Outdoor lighting can help to enhance any outdoor or garden area as well as create a whole new living space to be enjoyed throughout the year. Depending on your outdoor area, outdoor garden lighting can turn an unused dark patio area to a second living room that will provide years of entertainment for the whole family.
The first step to creating your new outdoor room is to design and draw plans, taking into consideration your power source, your plants and trees, the theme or effect you want to create and the logistics of your light placement to ensure that a variety of brightness and shadows interplay to create mood.
Outdoor Lighting is often referred to by two categories; accent lighting and task lighting. Accent lighting describes any lighting that is used to accentuate plants, water features, sculptures and landscape. It is used to draw attention away from your garden shed and clothes line and on to your more aesthetically pleasing possessions. Task lighting refers to the practical usage of lighting fixtures for tasks such as food preparation, security, safety and stairs.
The power source used for garden lighting is often mains or solar power. Solar power is more sustainable for our environment being a renewable energy source however is not as reliable, especially in the winter months. Although solar power eliminates cords and installation costs, it is not recommend for accent lighting when used for spotlights or to provide that bright electrical glow. Garden lighting that is run from your mains electricity is guaranteed to provide brighter lighting and can be installed yourself with some basic knowledge.

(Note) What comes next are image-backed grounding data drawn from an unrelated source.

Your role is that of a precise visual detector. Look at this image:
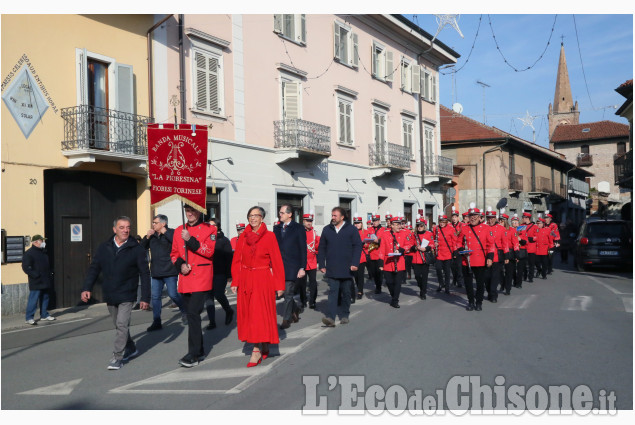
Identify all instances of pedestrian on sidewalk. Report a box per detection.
[81,217,151,370]
[22,234,55,325]
[141,215,186,331]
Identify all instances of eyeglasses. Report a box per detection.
[248,214,262,219]
[152,221,161,225]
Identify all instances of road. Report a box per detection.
[1,260,632,413]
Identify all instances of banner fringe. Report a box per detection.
[151,194,207,214]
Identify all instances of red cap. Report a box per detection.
[372,215,381,220]
[522,212,532,218]
[366,220,372,225]
[353,216,363,223]
[438,214,448,221]
[236,223,246,229]
[451,209,459,216]
[302,213,314,221]
[468,207,481,215]
[485,210,497,218]
[462,212,469,217]
[538,217,546,223]
[416,216,427,225]
[546,213,553,219]
[385,214,393,220]
[500,213,509,220]
[390,216,401,223]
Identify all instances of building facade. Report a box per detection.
[1,15,155,314]
[440,105,592,225]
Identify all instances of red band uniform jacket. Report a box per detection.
[411,231,435,265]
[305,227,320,271]
[523,223,539,254]
[535,227,555,255]
[378,230,414,272]
[171,222,217,293]
[489,223,510,262]
[435,225,458,261]
[367,226,386,261]
[505,227,520,259]
[458,223,496,267]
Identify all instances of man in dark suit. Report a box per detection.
[274,204,307,330]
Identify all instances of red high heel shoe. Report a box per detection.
[247,350,262,368]
[262,350,269,360]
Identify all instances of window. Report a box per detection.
[192,48,223,115]
[617,142,626,155]
[373,109,387,148]
[333,21,358,68]
[339,197,355,221]
[424,125,434,157]
[421,69,437,102]
[581,145,590,154]
[400,58,420,94]
[281,78,301,120]
[372,42,394,82]
[337,96,354,145]
[402,118,414,156]
[273,14,306,45]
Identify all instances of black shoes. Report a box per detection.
[374,288,382,294]
[357,293,363,300]
[147,320,162,332]
[475,303,483,311]
[390,301,400,308]
[419,291,426,300]
[445,289,451,295]
[225,308,234,325]
[504,291,510,295]
[436,287,442,292]
[178,354,199,368]
[308,303,316,309]
[206,322,217,330]
[280,320,291,330]
[466,302,475,311]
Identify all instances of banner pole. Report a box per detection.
[181,200,188,264]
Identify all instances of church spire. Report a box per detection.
[553,43,574,113]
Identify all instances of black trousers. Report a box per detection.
[435,259,452,290]
[298,271,308,307]
[463,265,487,305]
[503,260,515,293]
[547,249,554,273]
[514,257,524,287]
[412,263,430,293]
[405,255,413,277]
[451,254,464,286]
[527,253,536,281]
[182,291,207,358]
[354,262,366,295]
[560,246,569,263]
[485,261,502,301]
[367,259,383,292]
[537,255,549,278]
[298,269,318,306]
[205,274,232,325]
[383,270,405,304]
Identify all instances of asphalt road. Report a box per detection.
[1,260,632,413]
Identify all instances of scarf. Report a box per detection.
[244,222,267,252]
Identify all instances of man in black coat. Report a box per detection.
[317,207,362,327]
[141,214,187,332]
[205,218,234,329]
[81,216,151,370]
[22,234,54,325]
[274,204,307,330]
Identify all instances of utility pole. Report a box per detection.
[476,80,490,124]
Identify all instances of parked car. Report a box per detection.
[573,219,632,272]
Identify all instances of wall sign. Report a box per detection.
[70,224,83,242]
[2,66,49,139]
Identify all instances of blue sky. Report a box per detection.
[403,13,633,148]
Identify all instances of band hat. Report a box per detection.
[451,206,459,216]
[235,222,246,229]
[416,214,427,225]
[500,214,509,220]
[372,213,381,220]
[467,202,480,215]
[511,213,519,221]
[32,234,46,241]
[302,213,314,221]
[390,216,401,223]
[522,212,532,218]
[438,214,448,221]
[366,220,372,225]
[385,211,392,220]
[462,211,469,217]
[353,212,363,223]
[485,206,497,218]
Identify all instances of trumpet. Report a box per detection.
[368,241,380,252]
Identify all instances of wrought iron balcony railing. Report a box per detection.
[61,105,151,156]
[509,173,523,191]
[614,150,633,187]
[369,142,411,170]
[577,153,593,167]
[273,118,331,155]
[423,155,454,177]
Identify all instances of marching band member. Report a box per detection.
[353,214,370,300]
[544,211,560,275]
[367,212,390,294]
[378,216,414,308]
[230,222,245,251]
[510,214,525,288]
[499,210,519,295]
[519,211,539,283]
[434,214,457,295]
[535,217,555,280]
[450,206,464,288]
[458,204,495,312]
[410,215,435,299]
[404,219,415,280]
[301,212,320,309]
[484,207,509,303]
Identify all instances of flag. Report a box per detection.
[147,123,208,213]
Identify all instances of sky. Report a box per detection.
[402,13,633,148]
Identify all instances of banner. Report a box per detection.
[147,123,208,213]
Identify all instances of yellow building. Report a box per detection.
[1,15,155,314]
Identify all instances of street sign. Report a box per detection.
[70,224,82,242]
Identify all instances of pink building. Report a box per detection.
[151,14,459,235]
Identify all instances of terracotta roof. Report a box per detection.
[616,79,633,97]
[440,105,504,142]
[551,120,630,143]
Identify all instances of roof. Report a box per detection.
[616,79,633,97]
[551,120,630,143]
[390,15,461,60]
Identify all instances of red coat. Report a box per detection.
[367,226,385,261]
[434,224,457,261]
[231,224,285,344]
[305,227,320,270]
[518,223,539,254]
[358,228,370,263]
[505,226,520,258]
[535,227,555,255]
[458,223,495,267]
[171,222,216,293]
[378,230,414,272]
[547,222,560,243]
[488,223,510,262]
[411,231,434,265]
[230,236,238,251]
[450,221,464,250]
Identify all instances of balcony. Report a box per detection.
[509,173,523,193]
[424,155,454,178]
[614,150,633,189]
[558,183,568,198]
[61,105,151,174]
[369,142,411,174]
[538,177,552,193]
[569,177,590,196]
[273,118,331,163]
[577,153,593,167]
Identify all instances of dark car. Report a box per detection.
[573,219,632,271]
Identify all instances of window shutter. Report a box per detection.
[346,103,352,143]
[352,32,359,67]
[423,71,430,100]
[339,101,345,143]
[284,15,294,38]
[300,14,306,44]
[432,75,437,102]
[371,45,377,77]
[412,64,421,94]
[115,63,134,114]
[400,58,406,90]
[274,14,282,33]
[333,22,340,60]
[76,48,88,105]
[385,51,393,82]
[208,56,219,112]
[283,81,299,120]
[195,52,208,110]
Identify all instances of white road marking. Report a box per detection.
[561,295,592,311]
[585,275,631,295]
[18,378,83,395]
[109,311,361,395]
[500,294,538,309]
[2,318,93,335]
[622,297,633,313]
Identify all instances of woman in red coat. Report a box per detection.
[535,218,554,280]
[231,206,285,367]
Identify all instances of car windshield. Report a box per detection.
[587,223,626,238]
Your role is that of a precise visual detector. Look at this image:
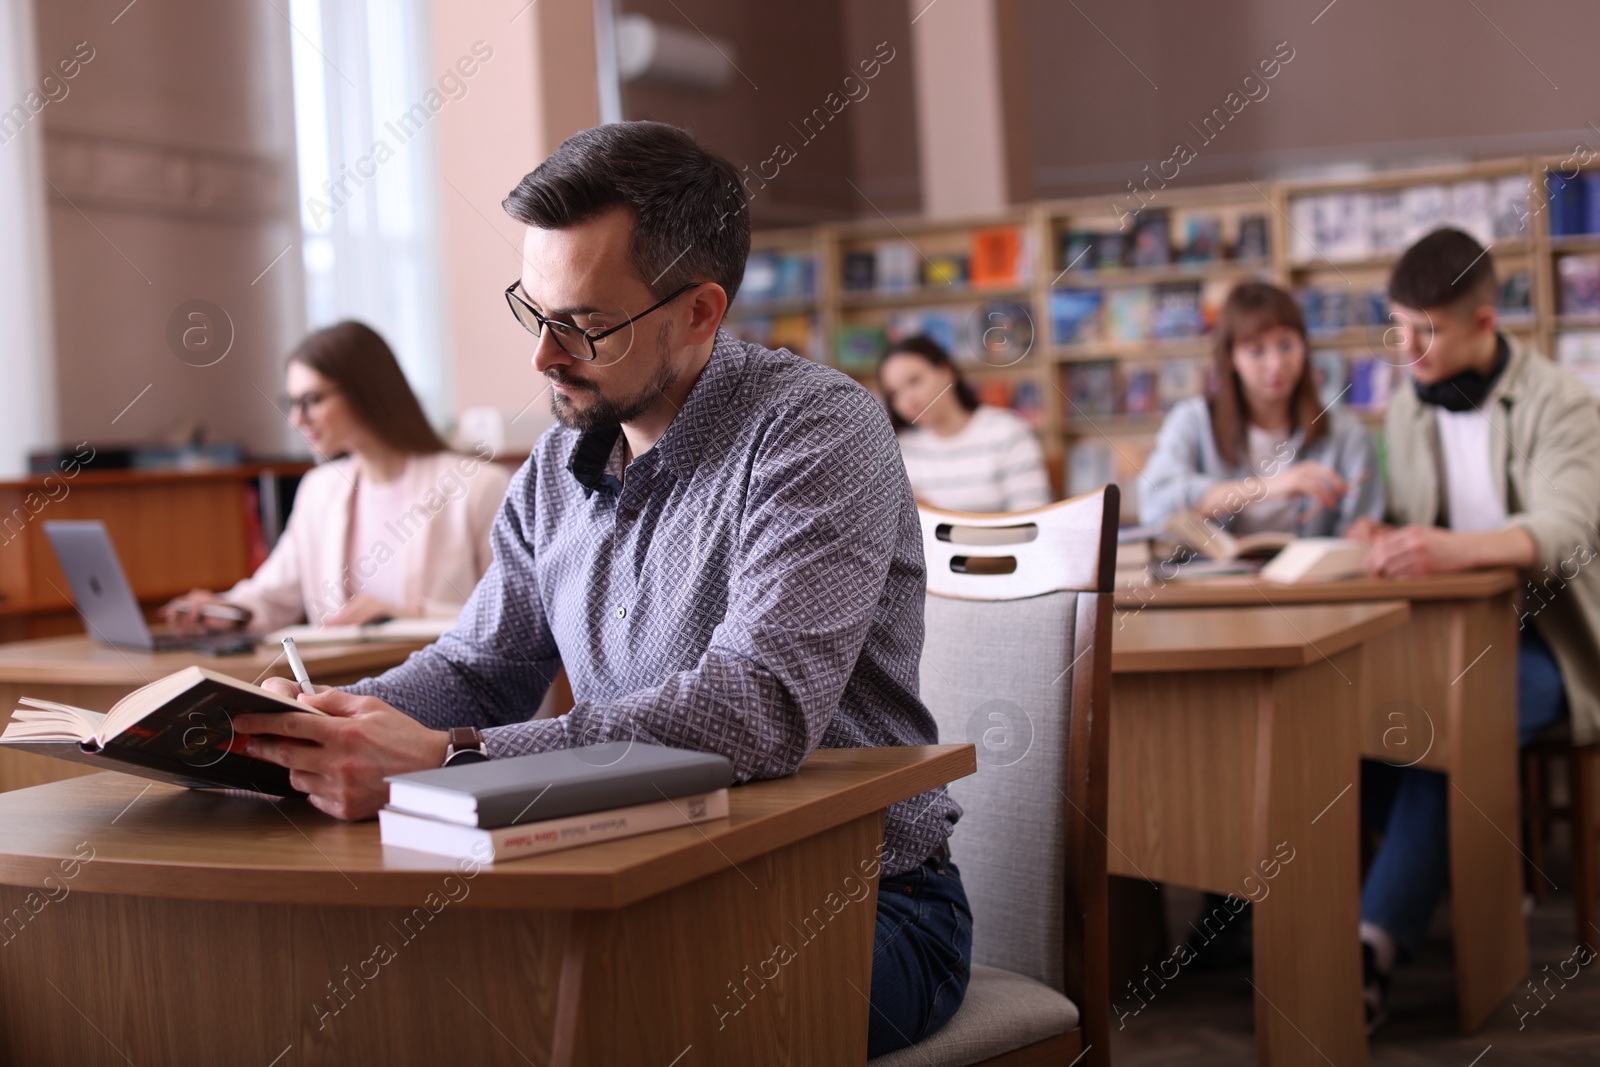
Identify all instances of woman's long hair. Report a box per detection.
[877,334,980,433]
[1209,282,1325,468]
[289,321,449,455]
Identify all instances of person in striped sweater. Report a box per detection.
[878,334,1051,513]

Once your power source is decided upon, one must decide whether to opt for halogen or LED globes. LED are more expensive upfront although will save you money in the long run. LED provides a much purer white lights that portrays a more accurate colour of the landscape as oppose to the yellow light that halogens project. With small children and pets around, LED are a safer option as the globes and fixtures will not heat up.
Lighting designs are endless however a small amount of time and research will guarantee an efficient combination of task and accent lighting to illuminate your garden in ways yet to be discovered.
Uplighting: When lights are directed upwards to highlight a feature such as a tree canopy or water feature. Light is also projected to the surrounding are.
Spotlights: Spotlights are singular bright lights that are shined at feature elements such at sculptures, special plants or water features and intend to catch the eye of an audience to direct to a specific place.
Downlights: Downlights are positioned at a higher level, often above the eye and are projected downwards. Downlights are more often used for safety and security measures such as above a door, set of stairs or pathway.
Wall Lighting: Wall lights are more commonly flat panelled lights that are integrated into a wall or flat surface in order to illuminate the surface. Wall lights can act as feature lighting to draw attention to artwork and architecture or they can highlight the boundary.